Super Mario Party
Super Mario Party review
Super Mario Party is a game of many contrasts. On the one hand, it is as vibrant and colorful as any Mario game has ever been; but on the other hand, it feels much smaller than previous releases in the franchise. While the game takes it back to a good old-fashioned player vs. player as opposed to team efforts, playing together is what gives Super Mario Party its edge. Games are not as long as they used to be, with a limit of only 20 turns down from 50. The playing boards are also much smaller, while the controls have embraced the Nintendo Switch system.
Features and Functions
As mentioned, Super Mario Party feels smaller and distinctly different from its predecessors. The emphasis is now on the smaller game boards, although a lot more action has been packed into these. There a lot more mini-games in this version too. One to four players can play on a single game, with two players spread out across each console or all four players on a single console. Where Super Mario Party wins it despite its smaller boards is the sheer number of game modes and mini-games. The most peculiar of them is probably the Online Mariothon, where players compete in 80 mini-games against other players. This online mode is complete with leaderboards and rankings.

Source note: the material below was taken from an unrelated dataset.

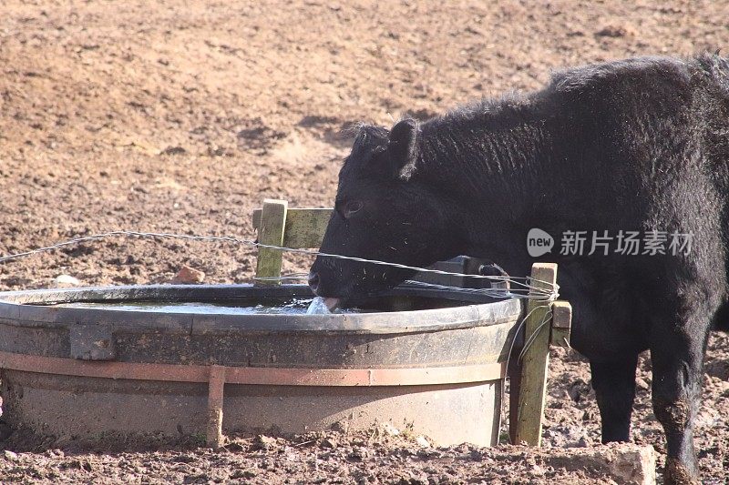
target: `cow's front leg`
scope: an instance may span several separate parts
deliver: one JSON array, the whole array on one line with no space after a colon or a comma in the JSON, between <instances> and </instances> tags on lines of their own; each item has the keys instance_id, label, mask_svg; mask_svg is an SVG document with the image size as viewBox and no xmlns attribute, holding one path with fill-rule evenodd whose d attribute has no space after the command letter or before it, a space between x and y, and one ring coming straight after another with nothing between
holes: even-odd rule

More playable characters have been introduced, the majority of whom were present in handheld versions of the game. Super Mario Party is a game that is supposed to be played with other human players, as playing most of the mini-games against AI is boring and poses little challenge. While most of Mario Party is aimed at earning a Super Star title, some of the modes don’t have this objective. However, there is enough incentive to keep winning even in the mini-games.
The entire hub world has a neat and colorful design, and a good number of characters from the rest of the franchise make their cameo here. The boards are more grid-based and the maps smaller, but this doesn’t let the game down in terms of content. The map has a colorful design, and all the characters from Bowser to Boo are designed with great respect to detail. The intuitive interface also meshes well with the joy-con controller which is responsive and makes the whole visual and UX/UI experience delightful. One of the best designs in the game is paddling down the river.
With its return to competitiveness rather than co-op based play, Super Mario Party seems like it is out to capture its former glory. This game can give you heartaches, mainly because you can lose it all through some random roll of the dice after grinding forever. River Survival and Partner Party are both competitive and co-op, and they capture the essence of Mario Party games well. With an assortment of 80 mini-games and more competition in this release than before, this is the perfect party game. The outcomes may be a little disappointing though, so prepare yourself for that.